Sub-grade in steelwork usually refers to the toughness of the steel, and its ability to resist brittle fracture. A Charpy V-notch test is used to determine this. Thicker sections, and those subject to cold temperatures are more at risk, as are those with higher locked in weld stresses.
Hot v. cold rolled hollow sections
For SHS sections a further division is available as between hot rolled and cold rolled versions of the same serial sizes with hot rolled options generally having better buckling resistance. However, the main point is that designers must be precise when specifying products. One case is known of when a key connection failed because threaded bars of grade 4.6 were used instead of the grade 8.8 intended.

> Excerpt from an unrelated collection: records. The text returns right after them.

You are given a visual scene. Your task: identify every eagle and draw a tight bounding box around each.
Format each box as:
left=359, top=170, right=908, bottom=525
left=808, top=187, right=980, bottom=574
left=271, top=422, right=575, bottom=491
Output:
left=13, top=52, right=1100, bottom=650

One case is known of when a key connection failed because threaded bars of grade 4.6 were used instead of the grade 8.8 intended
CROSS report 761 (Major UK steel manufacturer talks about steel substitution) from a UK steel manufacturer responding to a similar report (740 Common use of S235 cold rolled steel instead of S355 hot rolled steel) also notes that the cold rolled product does not require the same “quality, traceability and testing” as the hot rolled, and may require different welding processes and weld design considerations. Thus, the implications of substitution may go beyond simply the change in strength.
Specifying steel grade and sub-grade
It is essential that the correct grade and sub-grade of steel is specified for the appropriate use. Modern architecture often calls for externally exposed steelwork, for instance to provide support to brise-soleil. In such cases the external exposure of the steel demands an appropriate sub-grade to be specified to account for external exposure. There is much published information on this matter e.g. SCI 491 brittle fracture; selection of steel subgrade to BS EN 1993.1.10, by way of example.
An aspect to be considered is suppliers may offer inappropriate steel sub-grades because they have cheaper alternatives available.